Whitley Auditorium, the architectural and acoustical jewel of the Elon University campus, was hidden behind huge mounds of dirt and new construction, but despite this and dreary nonstop rain, there was a good turnout of appreciative music lovers for an imaginative program of music by The American Chamber Players. The ensemble, here consisting of six members, was formed in 1985 by violist Miles Hoffman. Its other members are flutist Sara Stern, violinist Joanna Maurer, cellist Stephen Balderston, and pianist Anna Stoytcheva.

The configuration of the American Chamber Players (like Durham’s Mallarmé Chamber Players) gives great scope for diverse programming that can mix great, if sometimes less often performed, masterworks along with new commissions and worthy works that have fallen into the cracks in the historic repertoire.

You would never know from the delightful melodies and lively interplay among and between instruments that Wolfgang Amadeus Mozart disliked the flute! In addition to the two flute concertos and the heavenly one for flute and harp, he composed three flute quartets for the amateur flutist Ferdinand De Jean. The American Chamber Players opened their concert with Quartet in C, K.285b. It exists in two versions, both sharing the same charming opening allegro. K.285b has a marvelous second movement marked Andantino-Adagio-Allegro. It is a reworking of the sixth movement from the composer’s splendid Serenade No. 10 in B-flat, K.361 (Grand Partita). In K.285b, Mozart omits the third of six variations on an andante theme that appears in the Grand Partita.

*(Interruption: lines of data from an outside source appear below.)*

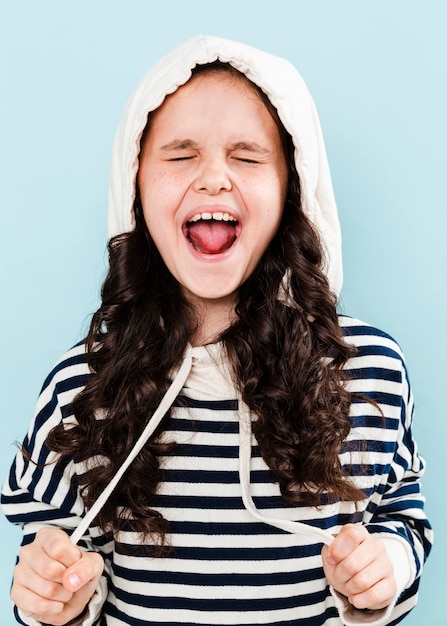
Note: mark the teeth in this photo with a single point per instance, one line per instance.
(218, 216)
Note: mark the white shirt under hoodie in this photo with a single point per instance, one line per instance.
(240, 554)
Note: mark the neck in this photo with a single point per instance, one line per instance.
(214, 316)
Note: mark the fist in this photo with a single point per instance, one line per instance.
(356, 564)
(54, 580)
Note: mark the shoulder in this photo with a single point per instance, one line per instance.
(377, 355)
(369, 340)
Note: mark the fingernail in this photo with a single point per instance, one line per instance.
(75, 581)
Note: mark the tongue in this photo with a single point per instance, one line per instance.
(211, 237)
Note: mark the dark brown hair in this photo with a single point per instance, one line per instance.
(287, 360)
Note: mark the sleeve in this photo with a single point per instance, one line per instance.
(396, 509)
(39, 492)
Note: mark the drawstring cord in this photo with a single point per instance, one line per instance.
(164, 406)
(244, 476)
(244, 464)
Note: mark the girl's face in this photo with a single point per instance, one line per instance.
(213, 181)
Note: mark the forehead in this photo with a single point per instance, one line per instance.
(214, 95)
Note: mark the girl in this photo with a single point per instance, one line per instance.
(223, 448)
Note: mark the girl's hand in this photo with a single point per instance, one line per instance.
(54, 580)
(356, 564)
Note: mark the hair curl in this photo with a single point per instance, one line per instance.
(287, 359)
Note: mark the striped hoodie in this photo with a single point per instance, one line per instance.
(239, 554)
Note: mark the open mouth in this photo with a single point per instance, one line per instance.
(211, 233)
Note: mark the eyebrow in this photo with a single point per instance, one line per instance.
(185, 144)
(179, 144)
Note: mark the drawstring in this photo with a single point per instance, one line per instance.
(166, 402)
(244, 475)
(244, 464)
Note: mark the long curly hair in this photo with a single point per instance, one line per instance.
(287, 356)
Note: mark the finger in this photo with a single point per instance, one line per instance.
(357, 564)
(349, 538)
(367, 577)
(85, 571)
(27, 582)
(56, 544)
(375, 597)
(38, 606)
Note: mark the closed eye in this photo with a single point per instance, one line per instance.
(246, 160)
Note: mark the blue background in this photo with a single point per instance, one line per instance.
(377, 71)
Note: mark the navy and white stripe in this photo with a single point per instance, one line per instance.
(224, 566)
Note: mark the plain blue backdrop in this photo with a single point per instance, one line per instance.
(378, 73)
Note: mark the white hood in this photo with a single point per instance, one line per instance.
(285, 88)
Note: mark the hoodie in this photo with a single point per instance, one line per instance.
(240, 554)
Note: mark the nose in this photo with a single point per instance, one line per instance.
(213, 177)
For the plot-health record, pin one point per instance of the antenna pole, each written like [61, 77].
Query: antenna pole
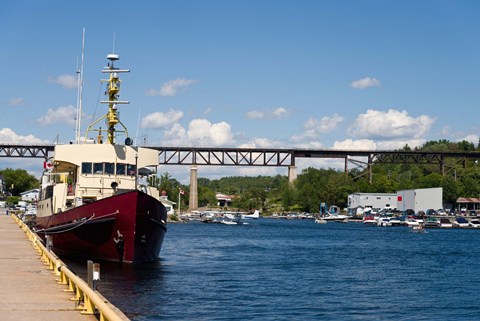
[80, 92]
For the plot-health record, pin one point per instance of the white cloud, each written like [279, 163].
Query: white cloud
[324, 124]
[200, 132]
[160, 119]
[67, 81]
[365, 83]
[393, 124]
[172, 87]
[279, 112]
[472, 138]
[203, 132]
[8, 136]
[64, 114]
[349, 144]
[368, 144]
[15, 101]
[314, 128]
[261, 143]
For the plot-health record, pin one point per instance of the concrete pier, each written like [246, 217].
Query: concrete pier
[28, 290]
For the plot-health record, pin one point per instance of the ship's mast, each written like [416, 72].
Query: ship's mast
[112, 116]
[80, 90]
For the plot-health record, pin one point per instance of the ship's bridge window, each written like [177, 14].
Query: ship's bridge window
[121, 169]
[98, 168]
[109, 168]
[131, 169]
[86, 168]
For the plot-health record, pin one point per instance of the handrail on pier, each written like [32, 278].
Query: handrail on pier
[88, 300]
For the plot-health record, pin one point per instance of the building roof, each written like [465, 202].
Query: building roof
[36, 190]
[468, 200]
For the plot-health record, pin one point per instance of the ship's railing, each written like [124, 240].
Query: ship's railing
[88, 301]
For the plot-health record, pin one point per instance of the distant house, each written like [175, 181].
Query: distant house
[31, 195]
[224, 200]
[469, 203]
[372, 200]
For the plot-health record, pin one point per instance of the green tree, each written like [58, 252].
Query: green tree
[19, 180]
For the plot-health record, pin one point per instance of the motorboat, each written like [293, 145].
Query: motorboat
[369, 220]
[432, 222]
[474, 222]
[95, 201]
[255, 215]
[384, 221]
[445, 223]
[232, 219]
[460, 221]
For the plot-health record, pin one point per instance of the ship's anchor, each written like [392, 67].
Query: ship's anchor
[119, 245]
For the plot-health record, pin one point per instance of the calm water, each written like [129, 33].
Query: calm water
[299, 270]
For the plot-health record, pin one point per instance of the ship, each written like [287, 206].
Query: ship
[95, 200]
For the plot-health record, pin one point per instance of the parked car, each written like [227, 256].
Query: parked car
[441, 212]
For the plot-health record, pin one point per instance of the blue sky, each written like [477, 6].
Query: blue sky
[277, 74]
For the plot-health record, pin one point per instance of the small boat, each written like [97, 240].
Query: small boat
[232, 219]
[369, 220]
[461, 222]
[418, 229]
[255, 215]
[320, 221]
[474, 222]
[384, 221]
[432, 222]
[93, 203]
[445, 223]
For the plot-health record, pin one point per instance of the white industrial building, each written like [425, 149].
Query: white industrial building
[372, 200]
[420, 199]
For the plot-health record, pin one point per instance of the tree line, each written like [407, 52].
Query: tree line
[314, 185]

Purity of intonation is absolutely essential for the performance of any work by Mozart, and the American Chamber Players were precise throughout. Stern’s breath control was excellent and her dialogue with violinist Mauer in the pleasant opening movement was delightful. They and violist Hoffman and cellist Balderston had extensive give-and-take over the course of the five variations in the second movement. Balance was fine and their stylish phasing was excellent.

The Trio in E Minor for Flute, Cello, and Piano, Op. 45 (1857), by Louise Farrenc (1804-75) more than repaid the ensemble’s resurrection of the piece from obscurity. Nineteenth-century France’s preoccupation with opera was part of the reason for the neglect of composer/piano virtuoso Farrenc. Born Jeanne-Louise Dumont in Paris on May 31, 1804, she studied piano with Ignaz Moscheles and Johann Nepomuk Hummel. In the early nineteenth century, the Paris Conservatoire admitted only men to composition classes, but Louise studied composition with Anton Reicha, who taught there. (Perhaps she audited the class or worked with him privately?) Three symphonies aside, the bulk of her compositions are for piano, along with chamber music. She married music publisher and flutist Aristide Farrenc. Her Flute Trio, Op. 45 was probably her last composition. After her husband’s death, she took over the editing of a 23-volume anthology of 300 years of harpsichord and piano music. (I strongly recommend the article about Farrenc by Bea Friedland in The New Norton/Grove Dictionary of Women Composers (1995) (pp. 164-6).)

The Flute Trio is in four movements: Allegro deciso, Andante, Scherzo: Vivace, and Finale: Presto. The opening movement is emphatic and has a memorable sharing of a melody by the flute and cello. The winning second movement begins and ends with sweet, lyric melodies sandwiching an assertive pairing of cello with piano. The lively and spirited third movement has a fleet pairing of the flute with the piano’s treble end and a fine sharing of a melody by cello and flute. The rousing finale gives full scope to all three players.

Stoytcheva proved to be a superb pianist possessing a radiant palette of dynamics and tone. She, Stern, and Balderston played with great verve and brought out the many charms and imaginative scoring in this very worthwhile musical excavation.

The substantial anchor for this concert was Piano Quartet in A, Op. 26 (1861), by Johannes Brahms (1833-97). The rousing Piano Quartet in G Minor, Op. 25, is more often heard in concerts, so the ACP’s choice of the second and longest of the composer’s three piano quartets was most welcome. Many commentators believe Schubert’s melodic inventiveness influenced Brahms’ composition of this work, which abounds in lyricism. It is in four movements. Brahms toys with rhythm in the first movement. The solo piano floats gentle triplets and groups of three quavers while omitting the underlying pulse for the first four measures. These meet with the cello playing an important scale figure leading to an explosive main theme by the keyboard. The second movement features muted strings and mysterious piano arpeggios as seamless melodies are spun. The scherzo sandwiches gentle episodes around a vigorous trio section that is a strict canon between piano and strings. The finale is a powerful and rousing romp with a Gypsy flavor.

Stoytcheva, Maurer, and Balderston played the socks off this masterful piano trio. The refinement and subtlety of the piano playing was remarkable. Balance and intonation were excellent. The deep, resonant sepulchral cello in the slow movement was memorable. This was chamber music playing of the first quality.